A Protocol to Allow Treatment With ICL670 for Patients With or at Risk of Life-threatening Complications of Transfusional Iron Overload Who Are Unable to Tolerate Other Iron Chelators Because of Documented Severe Toxicity

Inclusion Criteria:

• Patients had to be at risk of life-threatening complications due to transfusional iron overload and be unable to tolerate therapy with any of the commercially available iron chelators (mainly deferoxamine and/or deferiprone) because of documented severe toxicity.
• Patients with a degree of iron overload which was not immediately life-threatening and who were ineligible for other trials with ICL670 could also be enrolled providing they had a well-documented, sound justification for alternative chelation therapy.
• Serum ferritin ≥ 8000 μg/L.
• Serum ferritin < 8000μg/L and LIC of ≥ 7 mg Fe/g dry weight.
• Patients for whom ≥ 8 blood transfusions per year were required in order to maintain the Hemoglobin level at > 9 g/dL.
• Female patients who have reached menarche and who were sexually active had to use double barrier contraception (oral plus barrier contraception), or had to have undergone total hysterectomy and/or ovariectomy, or tubal ligation.
• Written, voluntary informed consent.

Exclusion Criteria:

• Patients with transfusional iron overload who were not experiencing severe toxicities during therapy with other iron chelators (e.g. deferoxamine and/or deferiprone).
• Patients with non-transfusional hemosiderosis.
• Patients with severe liver failure as defined by a score of ≥ 10 points on the Child-Pugh scale.
• Patients with serum creatinine 1.5 times the upper limit of normal (ULN) at screening.
• Patients with a history of nephrotic syndrome.
• Patients with a diagnosis of clinically relevant cataract or a previous history of clinically relevant ocular toxicity related to iron chelation therapy.
• Patients with severe systemic diseases unrelated to iron overload and which would prevent them from undergoing treatment with ICL670.
• Patients with psychiatric or addictive disorders which prevent them from giving informed consent or undergoing treatment with ICL670.
• Pregnant or breast feeding patients.
• Patients treated with systemic investigational drugs within the past four weeks or topical investigational drugs within the past seven days.

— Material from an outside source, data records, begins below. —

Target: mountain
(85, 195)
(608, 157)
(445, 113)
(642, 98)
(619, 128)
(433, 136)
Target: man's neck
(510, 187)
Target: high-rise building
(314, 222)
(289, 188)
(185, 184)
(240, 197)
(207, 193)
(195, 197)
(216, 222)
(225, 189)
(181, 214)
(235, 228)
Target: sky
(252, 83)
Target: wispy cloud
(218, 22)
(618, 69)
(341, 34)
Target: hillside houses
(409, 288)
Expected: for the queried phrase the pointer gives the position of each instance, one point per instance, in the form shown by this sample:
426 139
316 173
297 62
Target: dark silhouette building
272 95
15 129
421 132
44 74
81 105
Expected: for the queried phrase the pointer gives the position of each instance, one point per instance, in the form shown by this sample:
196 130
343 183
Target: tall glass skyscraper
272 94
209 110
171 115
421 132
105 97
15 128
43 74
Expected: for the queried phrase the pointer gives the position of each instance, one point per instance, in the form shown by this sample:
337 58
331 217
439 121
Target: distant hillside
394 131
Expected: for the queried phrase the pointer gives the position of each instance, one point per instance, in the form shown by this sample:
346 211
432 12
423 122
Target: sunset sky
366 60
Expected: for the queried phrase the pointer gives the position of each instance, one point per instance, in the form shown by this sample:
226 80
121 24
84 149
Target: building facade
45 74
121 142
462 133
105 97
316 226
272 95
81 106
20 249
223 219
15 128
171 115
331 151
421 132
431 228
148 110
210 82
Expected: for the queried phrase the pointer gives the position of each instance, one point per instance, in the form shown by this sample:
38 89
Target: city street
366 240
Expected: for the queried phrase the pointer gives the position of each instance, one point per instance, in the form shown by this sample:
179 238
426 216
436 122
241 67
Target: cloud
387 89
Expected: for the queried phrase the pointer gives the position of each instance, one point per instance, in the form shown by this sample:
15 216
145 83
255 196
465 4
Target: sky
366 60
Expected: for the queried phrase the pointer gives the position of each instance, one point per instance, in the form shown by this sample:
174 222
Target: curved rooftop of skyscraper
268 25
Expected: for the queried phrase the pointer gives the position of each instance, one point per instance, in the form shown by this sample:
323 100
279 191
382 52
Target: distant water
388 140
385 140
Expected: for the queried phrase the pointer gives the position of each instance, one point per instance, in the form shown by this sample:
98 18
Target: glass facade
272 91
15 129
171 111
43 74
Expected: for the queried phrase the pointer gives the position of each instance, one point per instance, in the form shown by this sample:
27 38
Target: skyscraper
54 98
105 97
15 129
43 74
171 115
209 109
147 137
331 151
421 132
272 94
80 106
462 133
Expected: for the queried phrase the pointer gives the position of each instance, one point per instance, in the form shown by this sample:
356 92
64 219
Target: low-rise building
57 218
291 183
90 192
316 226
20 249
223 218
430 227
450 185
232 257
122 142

• Any surgical or medical condition which might significantly alter the absorption or excretion of drugs as shown by evidence of any of the following:

  • History of inflammatory bowel disease
  • History of major gastrointestinal tract surgery such as gastrectomy, gastroenterostomy, or bowel resection
  • History of pancreatic injury or pancreatitis; indication of impaired pancreatic function/injury as indicated by abnormal lipase or amylase
• Patients being considered by the investigator as potentially unreliable and/or not cooperative with regard to the protocol.
• History of drug or alcohol abuse within the 12 months prior to dosing.